A discussão empreendida neste ensaio, leva-nos a pensar que o debate da gestão democrática não se esgota no momento em que a escola encontra mecanismos internos de maior participação da comunidade em seu entorno, trata-se de uma questão que se constrói cotidianamente.
A gestão democrática é uma garantia, via legislação, que permite o coletivo atuar nas decisões da escola. Essa experiência aponta para a construção de uma democracia participativa, assim chamada por Pateman (1992).

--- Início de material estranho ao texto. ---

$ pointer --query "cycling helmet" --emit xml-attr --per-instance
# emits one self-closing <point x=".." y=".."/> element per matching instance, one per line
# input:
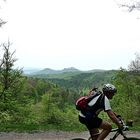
<point x="109" y="88"/>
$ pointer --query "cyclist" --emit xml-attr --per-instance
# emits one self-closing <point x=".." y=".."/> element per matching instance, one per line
<point x="90" y="117"/>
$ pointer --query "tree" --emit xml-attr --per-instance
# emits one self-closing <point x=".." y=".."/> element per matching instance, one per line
<point x="134" y="65"/>
<point x="2" y="22"/>
<point x="10" y="79"/>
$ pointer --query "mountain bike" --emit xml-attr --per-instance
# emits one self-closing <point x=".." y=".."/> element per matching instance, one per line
<point x="118" y="132"/>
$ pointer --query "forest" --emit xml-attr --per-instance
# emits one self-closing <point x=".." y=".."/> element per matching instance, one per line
<point x="29" y="103"/>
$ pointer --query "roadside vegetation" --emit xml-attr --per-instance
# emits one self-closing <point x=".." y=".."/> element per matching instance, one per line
<point x="35" y="103"/>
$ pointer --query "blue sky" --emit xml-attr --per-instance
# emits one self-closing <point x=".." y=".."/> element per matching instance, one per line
<point x="71" y="33"/>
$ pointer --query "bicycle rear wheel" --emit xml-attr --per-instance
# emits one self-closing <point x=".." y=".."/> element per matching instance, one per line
<point x="132" y="138"/>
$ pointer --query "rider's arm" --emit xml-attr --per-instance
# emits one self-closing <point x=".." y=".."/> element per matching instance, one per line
<point x="113" y="117"/>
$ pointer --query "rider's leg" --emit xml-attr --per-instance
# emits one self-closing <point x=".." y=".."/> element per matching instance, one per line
<point x="106" y="130"/>
<point x="94" y="133"/>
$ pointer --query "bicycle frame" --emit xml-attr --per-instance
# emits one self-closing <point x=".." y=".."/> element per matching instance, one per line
<point x="118" y="132"/>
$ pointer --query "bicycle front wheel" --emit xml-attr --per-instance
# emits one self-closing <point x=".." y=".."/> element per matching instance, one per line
<point x="132" y="138"/>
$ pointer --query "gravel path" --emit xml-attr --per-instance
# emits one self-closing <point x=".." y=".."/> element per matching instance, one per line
<point x="53" y="135"/>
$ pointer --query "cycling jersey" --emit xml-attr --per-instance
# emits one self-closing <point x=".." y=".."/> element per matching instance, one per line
<point x="103" y="104"/>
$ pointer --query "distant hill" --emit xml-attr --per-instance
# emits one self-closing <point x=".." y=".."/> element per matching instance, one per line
<point x="74" y="78"/>
<point x="47" y="71"/>
<point x="51" y="71"/>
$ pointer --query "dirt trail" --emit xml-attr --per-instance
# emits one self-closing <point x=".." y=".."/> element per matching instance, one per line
<point x="53" y="135"/>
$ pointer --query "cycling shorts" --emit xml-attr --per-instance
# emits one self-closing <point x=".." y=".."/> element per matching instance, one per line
<point x="95" y="122"/>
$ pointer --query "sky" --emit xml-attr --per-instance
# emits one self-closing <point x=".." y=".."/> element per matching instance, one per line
<point x="57" y="34"/>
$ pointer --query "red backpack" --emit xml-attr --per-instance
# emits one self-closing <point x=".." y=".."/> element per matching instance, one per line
<point x="82" y="102"/>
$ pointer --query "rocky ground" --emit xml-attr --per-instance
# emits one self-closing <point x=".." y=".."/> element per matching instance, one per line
<point x="53" y="135"/>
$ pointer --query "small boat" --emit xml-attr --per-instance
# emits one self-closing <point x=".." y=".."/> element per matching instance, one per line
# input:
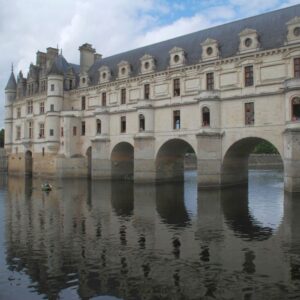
<point x="46" y="187"/>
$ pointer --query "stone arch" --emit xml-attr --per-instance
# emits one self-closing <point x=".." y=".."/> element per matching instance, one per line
<point x="235" y="161"/>
<point x="28" y="163"/>
<point x="88" y="154"/>
<point x="169" y="160"/>
<point x="122" y="161"/>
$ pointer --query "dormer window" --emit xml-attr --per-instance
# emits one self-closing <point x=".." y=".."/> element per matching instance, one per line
<point x="293" y="27"/>
<point x="124" y="69"/>
<point x="105" y="74"/>
<point x="210" y="49"/>
<point x="147" y="64"/>
<point x="177" y="57"/>
<point x="248" y="40"/>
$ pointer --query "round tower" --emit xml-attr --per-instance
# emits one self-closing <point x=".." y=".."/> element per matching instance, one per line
<point x="10" y="96"/>
<point x="54" y="105"/>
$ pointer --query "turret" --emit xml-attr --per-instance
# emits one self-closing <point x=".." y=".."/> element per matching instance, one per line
<point x="10" y="96"/>
<point x="54" y="105"/>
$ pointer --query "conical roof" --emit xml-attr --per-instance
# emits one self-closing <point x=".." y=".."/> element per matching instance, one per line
<point x="11" y="84"/>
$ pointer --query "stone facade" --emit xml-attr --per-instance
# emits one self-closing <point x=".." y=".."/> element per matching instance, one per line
<point x="217" y="93"/>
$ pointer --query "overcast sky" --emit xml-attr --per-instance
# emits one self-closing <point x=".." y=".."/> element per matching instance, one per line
<point x="111" y="26"/>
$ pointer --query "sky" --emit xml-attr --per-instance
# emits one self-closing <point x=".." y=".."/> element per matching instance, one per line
<point x="110" y="26"/>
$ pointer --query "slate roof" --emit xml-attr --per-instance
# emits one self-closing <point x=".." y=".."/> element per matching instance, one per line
<point x="271" y="28"/>
<point x="11" y="84"/>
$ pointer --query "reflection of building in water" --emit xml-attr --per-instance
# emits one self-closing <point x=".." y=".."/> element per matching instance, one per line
<point x="128" y="243"/>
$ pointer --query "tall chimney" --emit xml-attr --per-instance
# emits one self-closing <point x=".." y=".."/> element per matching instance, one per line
<point x="86" y="57"/>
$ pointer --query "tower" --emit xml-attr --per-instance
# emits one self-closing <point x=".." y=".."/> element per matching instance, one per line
<point x="10" y="96"/>
<point x="54" y="104"/>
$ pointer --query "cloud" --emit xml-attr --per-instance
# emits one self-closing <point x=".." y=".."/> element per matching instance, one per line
<point x="111" y="26"/>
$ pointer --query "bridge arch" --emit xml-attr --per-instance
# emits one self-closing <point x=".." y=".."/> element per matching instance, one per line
<point x="170" y="158"/>
<point x="122" y="161"/>
<point x="235" y="160"/>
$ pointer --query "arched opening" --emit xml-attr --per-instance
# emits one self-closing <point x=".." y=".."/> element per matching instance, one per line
<point x="89" y="161"/>
<point x="28" y="163"/>
<point x="122" y="161"/>
<point x="296" y="109"/>
<point x="239" y="159"/>
<point x="141" y="122"/>
<point x="173" y="159"/>
<point x="205" y="116"/>
<point x="98" y="126"/>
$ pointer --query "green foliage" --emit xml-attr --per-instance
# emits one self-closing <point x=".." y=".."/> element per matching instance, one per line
<point x="265" y="148"/>
<point x="2" y="138"/>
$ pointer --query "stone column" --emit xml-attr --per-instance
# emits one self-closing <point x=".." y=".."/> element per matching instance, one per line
<point x="144" y="158"/>
<point x="209" y="155"/>
<point x="101" y="162"/>
<point x="292" y="159"/>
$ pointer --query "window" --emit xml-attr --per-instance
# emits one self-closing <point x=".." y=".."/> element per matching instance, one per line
<point x="249" y="113"/>
<point x="29" y="107"/>
<point x="104" y="99"/>
<point x="41" y="130"/>
<point x="210" y="81"/>
<point x="43" y="85"/>
<point x="296" y="109"/>
<point x="30" y="130"/>
<point x="83" y="103"/>
<point x="123" y="96"/>
<point x="123" y="124"/>
<point x="98" y="126"/>
<point x="83" y="128"/>
<point x="297" y="67"/>
<point x="42" y="107"/>
<point x="176" y="119"/>
<point x="141" y="122"/>
<point x="19" y="112"/>
<point x="205" y="116"/>
<point x="176" y="87"/>
<point x="18" y="132"/>
<point x="249" y="76"/>
<point x="147" y="91"/>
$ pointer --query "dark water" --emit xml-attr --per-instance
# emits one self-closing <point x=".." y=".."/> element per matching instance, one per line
<point x="108" y="240"/>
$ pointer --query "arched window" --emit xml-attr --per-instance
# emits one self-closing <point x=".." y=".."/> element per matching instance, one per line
<point x="141" y="122"/>
<point x="98" y="126"/>
<point x="296" y="109"/>
<point x="205" y="116"/>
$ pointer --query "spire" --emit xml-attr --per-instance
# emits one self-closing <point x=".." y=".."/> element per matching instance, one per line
<point x="11" y="84"/>
<point x="55" y="70"/>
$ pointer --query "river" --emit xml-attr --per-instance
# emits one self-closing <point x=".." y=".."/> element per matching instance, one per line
<point x="119" y="240"/>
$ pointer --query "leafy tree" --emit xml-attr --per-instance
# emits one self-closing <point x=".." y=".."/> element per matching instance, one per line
<point x="2" y="138"/>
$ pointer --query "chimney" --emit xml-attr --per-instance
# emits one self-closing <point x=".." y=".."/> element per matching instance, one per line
<point x="52" y="53"/>
<point x="97" y="56"/>
<point x="41" y="58"/>
<point x="86" y="57"/>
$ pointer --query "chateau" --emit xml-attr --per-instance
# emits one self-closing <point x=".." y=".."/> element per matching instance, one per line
<point x="217" y="92"/>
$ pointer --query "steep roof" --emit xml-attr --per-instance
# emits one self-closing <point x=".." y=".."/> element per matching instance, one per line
<point x="271" y="29"/>
<point x="11" y="84"/>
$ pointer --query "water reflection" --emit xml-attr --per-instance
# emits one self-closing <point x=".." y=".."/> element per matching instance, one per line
<point x="89" y="239"/>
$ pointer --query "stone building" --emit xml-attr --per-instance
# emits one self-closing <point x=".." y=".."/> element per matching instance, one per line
<point x="217" y="93"/>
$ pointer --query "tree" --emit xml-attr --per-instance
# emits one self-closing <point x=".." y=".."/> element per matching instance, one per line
<point x="2" y="138"/>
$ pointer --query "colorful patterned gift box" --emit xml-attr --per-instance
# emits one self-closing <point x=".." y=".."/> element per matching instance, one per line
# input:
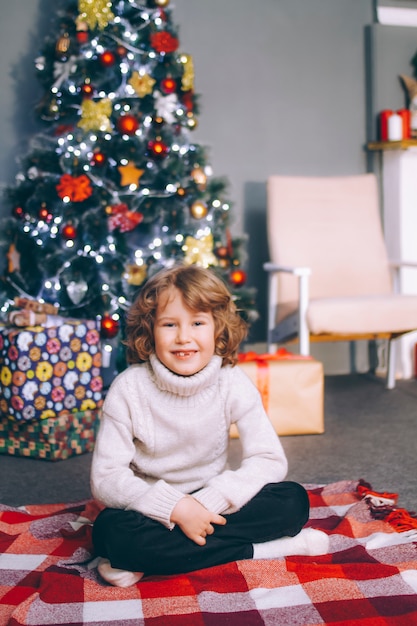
<point x="47" y="372"/>
<point x="51" y="439"/>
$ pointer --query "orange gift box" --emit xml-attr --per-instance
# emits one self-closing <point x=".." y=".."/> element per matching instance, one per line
<point x="292" y="391"/>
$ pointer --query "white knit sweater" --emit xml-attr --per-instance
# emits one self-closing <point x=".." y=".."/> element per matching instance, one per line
<point x="163" y="435"/>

O que caracterizou a educação pública brasileira no passado foi o afastamento, a exclusão da comunidade, a ausência de conselhos escolares e de instâncias representativas para se discutir um direcionamento público para a gestão da educação.
Especialmente nos anos 80, a escola foi marcada por uma administração autoritária e hierarquizada, as relações eram distanciadas entre direção, professores e alunos, e, atualmente, aponta-se para a construção da cidadania como meio de democratizar a escola para um caminho mais amplo, qual seja, democratizar a sociedade brasileira.
Embora se tenha exemplos de coletivo na escola, possivelmente, a gestão democrática ainda possui uma aparência dissimulada, onde os gestores utilizam o mecanismo democrático para legitimar decisões autocráticas ou mesmo, a utilização do patrimonialismo nas decisões do coletivo e outros exemplos que ainda estão vinculados à cultura da ditadura.
Entretanto, há a necessidade de se criar a cultura da participação. Pateman (1992) explica que para existir de fato um governo democrático é necessário uma sociedade participativa, e que isso pode ser iniciado no local de trabalho como aprendizagem e, então evoluir, gradativamente, para participações no contexto social mais amplo.
O processo democrático na escola e a participação da comunidade nas decisões dos processos escolares ainda não é um fato plenamente consumado, mas um horizonte a ser buscado que é permeado por avanços e retrocessos.
Andrade, R. C. de (2004). A gestão da escola. Porto Alegre: Artmed.